De PVV, met spreker Lilian Helder, stelde dat heling van gegevens en 'grooming' van minderjarigen terecht strafbaar worden gesteld in het wetsvoorstel. Zij benadrukte de noodzaak van waarborgen, omdat de hackbevoegdheid een grote inbreuk vormt op de persoonlijke levenssfeer. De PVV wil duidelijkheid bij welke misdrijven de bevoegdheid ingezet mag worden en wil voorkomen dat de politie nieuwe kwetsbaarheden in software creëert. Daarnaast wil de partij dat de politie eerst contact opneemt met een buitenlandse opsporingsdienst, voordat er in dat land in een systeem wordt binnengedrongen.

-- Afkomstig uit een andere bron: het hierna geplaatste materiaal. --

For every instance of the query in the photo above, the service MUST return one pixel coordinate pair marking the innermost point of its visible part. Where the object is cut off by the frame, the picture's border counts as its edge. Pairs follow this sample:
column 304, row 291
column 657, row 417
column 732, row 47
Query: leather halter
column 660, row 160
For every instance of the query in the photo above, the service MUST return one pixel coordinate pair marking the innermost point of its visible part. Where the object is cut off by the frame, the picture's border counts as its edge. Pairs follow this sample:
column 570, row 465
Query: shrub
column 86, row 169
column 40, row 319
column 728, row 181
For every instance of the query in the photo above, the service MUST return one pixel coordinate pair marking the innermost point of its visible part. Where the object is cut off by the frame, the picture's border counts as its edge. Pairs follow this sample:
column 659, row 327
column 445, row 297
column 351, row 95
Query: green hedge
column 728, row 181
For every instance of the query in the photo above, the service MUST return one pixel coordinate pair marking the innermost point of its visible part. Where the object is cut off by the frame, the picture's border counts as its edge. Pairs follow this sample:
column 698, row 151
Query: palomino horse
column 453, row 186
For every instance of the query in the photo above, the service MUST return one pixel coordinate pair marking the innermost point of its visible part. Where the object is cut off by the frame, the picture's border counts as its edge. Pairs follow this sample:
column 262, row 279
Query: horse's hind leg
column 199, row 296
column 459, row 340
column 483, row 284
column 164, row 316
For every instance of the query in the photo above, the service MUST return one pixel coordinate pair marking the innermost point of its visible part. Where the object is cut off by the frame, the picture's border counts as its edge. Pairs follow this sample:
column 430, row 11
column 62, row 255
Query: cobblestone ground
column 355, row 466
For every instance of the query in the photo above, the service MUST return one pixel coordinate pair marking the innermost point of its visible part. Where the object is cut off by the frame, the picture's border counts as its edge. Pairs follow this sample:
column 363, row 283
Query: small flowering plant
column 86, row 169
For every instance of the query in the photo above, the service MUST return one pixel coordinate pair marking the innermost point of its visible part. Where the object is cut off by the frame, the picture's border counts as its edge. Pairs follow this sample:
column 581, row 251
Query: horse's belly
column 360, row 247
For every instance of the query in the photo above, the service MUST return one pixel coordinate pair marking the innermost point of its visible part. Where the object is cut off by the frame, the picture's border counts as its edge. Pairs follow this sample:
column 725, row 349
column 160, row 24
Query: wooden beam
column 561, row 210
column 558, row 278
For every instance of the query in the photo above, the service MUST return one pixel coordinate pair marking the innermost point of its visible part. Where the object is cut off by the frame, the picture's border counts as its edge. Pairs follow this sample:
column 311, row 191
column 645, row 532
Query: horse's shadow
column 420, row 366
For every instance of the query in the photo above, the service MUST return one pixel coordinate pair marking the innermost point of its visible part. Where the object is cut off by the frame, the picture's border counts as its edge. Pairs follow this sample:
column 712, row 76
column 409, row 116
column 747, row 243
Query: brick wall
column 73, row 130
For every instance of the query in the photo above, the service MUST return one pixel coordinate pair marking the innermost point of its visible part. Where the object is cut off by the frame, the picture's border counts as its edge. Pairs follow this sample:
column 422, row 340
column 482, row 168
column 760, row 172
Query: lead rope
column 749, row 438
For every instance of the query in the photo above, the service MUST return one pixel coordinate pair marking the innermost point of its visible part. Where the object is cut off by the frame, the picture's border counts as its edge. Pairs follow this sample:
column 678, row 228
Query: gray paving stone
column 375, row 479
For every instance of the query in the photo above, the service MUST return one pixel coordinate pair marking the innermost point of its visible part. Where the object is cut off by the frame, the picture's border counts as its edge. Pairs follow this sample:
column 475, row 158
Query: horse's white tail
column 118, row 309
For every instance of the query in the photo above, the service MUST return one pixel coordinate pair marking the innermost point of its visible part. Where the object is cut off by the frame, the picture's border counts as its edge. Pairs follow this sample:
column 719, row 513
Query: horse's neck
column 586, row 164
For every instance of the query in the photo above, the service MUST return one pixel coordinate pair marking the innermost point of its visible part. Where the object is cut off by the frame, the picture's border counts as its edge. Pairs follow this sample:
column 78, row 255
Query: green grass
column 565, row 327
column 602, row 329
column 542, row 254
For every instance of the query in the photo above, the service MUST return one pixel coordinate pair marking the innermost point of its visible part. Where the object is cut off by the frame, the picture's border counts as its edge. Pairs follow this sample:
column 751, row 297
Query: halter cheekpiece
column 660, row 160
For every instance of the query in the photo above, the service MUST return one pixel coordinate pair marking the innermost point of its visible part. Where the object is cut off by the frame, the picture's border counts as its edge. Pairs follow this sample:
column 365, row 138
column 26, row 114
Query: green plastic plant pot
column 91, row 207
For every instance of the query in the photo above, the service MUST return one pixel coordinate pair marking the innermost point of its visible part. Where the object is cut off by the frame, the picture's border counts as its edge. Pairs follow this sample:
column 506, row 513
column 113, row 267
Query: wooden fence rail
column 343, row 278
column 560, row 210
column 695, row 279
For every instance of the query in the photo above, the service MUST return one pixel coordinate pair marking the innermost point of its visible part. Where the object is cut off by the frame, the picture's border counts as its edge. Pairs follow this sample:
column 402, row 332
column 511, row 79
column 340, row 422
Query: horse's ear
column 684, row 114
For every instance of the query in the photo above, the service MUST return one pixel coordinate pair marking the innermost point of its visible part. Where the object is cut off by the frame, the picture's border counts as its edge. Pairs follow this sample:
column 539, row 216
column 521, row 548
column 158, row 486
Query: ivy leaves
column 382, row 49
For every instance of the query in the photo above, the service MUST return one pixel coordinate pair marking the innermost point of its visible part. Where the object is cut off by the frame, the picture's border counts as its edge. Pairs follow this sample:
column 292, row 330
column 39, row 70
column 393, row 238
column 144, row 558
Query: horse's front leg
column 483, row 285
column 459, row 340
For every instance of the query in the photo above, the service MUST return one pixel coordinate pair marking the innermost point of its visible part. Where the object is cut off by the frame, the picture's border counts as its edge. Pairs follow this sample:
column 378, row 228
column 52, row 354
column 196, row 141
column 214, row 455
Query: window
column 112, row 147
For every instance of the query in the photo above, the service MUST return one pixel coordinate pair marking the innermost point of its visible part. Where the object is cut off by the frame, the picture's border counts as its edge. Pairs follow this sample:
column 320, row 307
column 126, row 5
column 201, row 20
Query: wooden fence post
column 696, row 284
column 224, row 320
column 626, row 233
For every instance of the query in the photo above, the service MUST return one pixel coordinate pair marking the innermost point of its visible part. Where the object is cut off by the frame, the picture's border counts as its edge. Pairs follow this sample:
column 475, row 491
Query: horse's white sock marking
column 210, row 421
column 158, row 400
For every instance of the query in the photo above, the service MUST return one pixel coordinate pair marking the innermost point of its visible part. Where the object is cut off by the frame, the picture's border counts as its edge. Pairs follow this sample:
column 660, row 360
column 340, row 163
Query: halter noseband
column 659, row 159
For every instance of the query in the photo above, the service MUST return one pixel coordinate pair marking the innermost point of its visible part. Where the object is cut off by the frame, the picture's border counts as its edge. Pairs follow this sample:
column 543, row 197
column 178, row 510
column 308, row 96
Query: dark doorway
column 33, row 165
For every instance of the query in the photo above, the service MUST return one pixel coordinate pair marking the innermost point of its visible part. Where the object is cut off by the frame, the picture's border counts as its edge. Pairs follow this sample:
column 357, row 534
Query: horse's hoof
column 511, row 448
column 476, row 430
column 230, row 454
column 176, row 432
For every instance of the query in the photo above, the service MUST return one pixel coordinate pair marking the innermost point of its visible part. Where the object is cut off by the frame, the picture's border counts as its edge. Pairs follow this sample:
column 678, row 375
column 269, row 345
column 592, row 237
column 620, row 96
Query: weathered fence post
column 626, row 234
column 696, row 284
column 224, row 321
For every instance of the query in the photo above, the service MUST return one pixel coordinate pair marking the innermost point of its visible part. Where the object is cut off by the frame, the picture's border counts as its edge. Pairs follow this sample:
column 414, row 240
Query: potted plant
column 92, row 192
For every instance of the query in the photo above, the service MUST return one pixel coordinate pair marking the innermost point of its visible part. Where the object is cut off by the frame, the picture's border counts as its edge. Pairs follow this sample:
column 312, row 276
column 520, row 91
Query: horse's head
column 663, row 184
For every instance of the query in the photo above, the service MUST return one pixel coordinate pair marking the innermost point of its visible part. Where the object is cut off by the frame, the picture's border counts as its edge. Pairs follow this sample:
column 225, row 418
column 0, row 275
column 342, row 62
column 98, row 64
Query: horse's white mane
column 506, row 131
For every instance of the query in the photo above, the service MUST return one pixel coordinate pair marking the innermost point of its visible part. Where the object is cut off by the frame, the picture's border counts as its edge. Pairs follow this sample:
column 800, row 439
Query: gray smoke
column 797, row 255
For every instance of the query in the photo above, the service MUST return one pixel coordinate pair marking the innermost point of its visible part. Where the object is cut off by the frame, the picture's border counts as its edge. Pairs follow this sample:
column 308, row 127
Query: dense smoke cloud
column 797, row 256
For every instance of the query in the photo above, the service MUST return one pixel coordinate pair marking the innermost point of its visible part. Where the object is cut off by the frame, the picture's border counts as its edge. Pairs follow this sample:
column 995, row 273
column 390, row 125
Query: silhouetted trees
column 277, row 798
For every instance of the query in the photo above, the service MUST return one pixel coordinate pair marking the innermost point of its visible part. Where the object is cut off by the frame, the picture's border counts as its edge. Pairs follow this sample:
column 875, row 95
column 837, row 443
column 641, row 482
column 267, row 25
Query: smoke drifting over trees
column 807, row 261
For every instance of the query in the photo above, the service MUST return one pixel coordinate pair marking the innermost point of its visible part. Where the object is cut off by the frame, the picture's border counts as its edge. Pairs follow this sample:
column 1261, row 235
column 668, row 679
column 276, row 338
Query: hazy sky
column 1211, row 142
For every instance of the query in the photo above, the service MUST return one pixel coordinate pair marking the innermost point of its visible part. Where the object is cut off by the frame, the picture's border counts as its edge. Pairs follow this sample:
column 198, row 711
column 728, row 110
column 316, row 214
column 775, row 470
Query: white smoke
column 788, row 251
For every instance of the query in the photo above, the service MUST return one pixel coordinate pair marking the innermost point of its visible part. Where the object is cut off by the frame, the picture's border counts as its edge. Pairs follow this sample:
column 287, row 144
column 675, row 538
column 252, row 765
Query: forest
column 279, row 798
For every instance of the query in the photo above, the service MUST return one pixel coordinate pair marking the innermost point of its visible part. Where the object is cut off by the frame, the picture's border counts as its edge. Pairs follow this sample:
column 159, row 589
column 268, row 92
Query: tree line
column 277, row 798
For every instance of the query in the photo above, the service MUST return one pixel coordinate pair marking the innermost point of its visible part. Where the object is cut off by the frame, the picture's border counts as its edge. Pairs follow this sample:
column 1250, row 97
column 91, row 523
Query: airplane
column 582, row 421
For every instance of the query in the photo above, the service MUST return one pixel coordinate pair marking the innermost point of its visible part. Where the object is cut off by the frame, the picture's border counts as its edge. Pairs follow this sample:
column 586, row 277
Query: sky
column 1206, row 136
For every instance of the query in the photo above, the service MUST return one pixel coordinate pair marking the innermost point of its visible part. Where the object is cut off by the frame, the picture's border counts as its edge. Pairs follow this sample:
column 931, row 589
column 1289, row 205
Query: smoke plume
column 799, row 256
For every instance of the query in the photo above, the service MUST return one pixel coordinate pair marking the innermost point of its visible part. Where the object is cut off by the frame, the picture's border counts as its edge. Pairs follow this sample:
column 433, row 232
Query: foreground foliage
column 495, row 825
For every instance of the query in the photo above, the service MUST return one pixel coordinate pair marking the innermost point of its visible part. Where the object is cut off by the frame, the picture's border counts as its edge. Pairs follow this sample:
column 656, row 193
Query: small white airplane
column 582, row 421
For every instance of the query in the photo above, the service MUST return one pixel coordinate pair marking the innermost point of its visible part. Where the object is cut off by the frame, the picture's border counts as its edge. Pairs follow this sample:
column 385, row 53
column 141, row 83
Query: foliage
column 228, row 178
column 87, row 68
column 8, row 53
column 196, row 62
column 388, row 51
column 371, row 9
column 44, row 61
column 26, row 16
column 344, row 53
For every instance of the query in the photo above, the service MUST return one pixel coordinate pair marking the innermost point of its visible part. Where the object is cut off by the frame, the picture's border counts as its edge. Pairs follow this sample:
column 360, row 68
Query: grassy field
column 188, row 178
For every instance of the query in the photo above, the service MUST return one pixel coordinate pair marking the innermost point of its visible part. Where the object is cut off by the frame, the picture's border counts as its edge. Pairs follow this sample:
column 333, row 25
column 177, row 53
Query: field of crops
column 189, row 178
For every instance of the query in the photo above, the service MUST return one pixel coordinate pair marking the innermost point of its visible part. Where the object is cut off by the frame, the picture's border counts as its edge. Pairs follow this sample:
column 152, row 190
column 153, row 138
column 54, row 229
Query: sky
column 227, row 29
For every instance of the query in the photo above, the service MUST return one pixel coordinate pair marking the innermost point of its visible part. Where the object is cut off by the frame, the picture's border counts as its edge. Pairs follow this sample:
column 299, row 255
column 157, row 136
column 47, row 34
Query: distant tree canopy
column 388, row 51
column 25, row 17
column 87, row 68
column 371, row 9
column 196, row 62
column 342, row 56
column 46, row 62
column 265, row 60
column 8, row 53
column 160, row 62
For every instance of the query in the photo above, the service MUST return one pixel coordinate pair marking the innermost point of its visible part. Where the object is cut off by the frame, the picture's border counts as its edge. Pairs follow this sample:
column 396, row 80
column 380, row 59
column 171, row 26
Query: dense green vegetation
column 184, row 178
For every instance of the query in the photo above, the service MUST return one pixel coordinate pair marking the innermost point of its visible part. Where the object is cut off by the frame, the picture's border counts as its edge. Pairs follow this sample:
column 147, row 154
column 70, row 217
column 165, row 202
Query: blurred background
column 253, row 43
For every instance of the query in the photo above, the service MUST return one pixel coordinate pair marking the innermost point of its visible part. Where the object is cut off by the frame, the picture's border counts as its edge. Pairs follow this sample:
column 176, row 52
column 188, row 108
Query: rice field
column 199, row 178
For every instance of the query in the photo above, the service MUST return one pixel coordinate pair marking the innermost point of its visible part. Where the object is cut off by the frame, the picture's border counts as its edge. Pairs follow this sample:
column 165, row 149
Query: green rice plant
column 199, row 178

GroenLinks meldde dat het de problemen rond de groeiende internetcriminaliteit onderkent, maar wil dat de uitoefening van de nieuwe bevoegdheden binnen de nodige perken gebeurt. Bovendien zijn er een groot aantal bestaande bevoegdheden die voor opsporing kunnen worden gebruikt, aldus Liesbeth van Tongeren. De partij ziet niet in waarom bijvoorbeeld een bestaande internettap niet meer toereikend is. Van Tongeren stelde vraagtekens bij de inzet van de hackbevoegdheid in het buitenland, omdat dit in strijd kan zijn met buitenlandse wetten. Ook moet het inkopen van zero days voorkomen worden en moet de term 'geautomatiseerd werk' nader gepreciseerd worden.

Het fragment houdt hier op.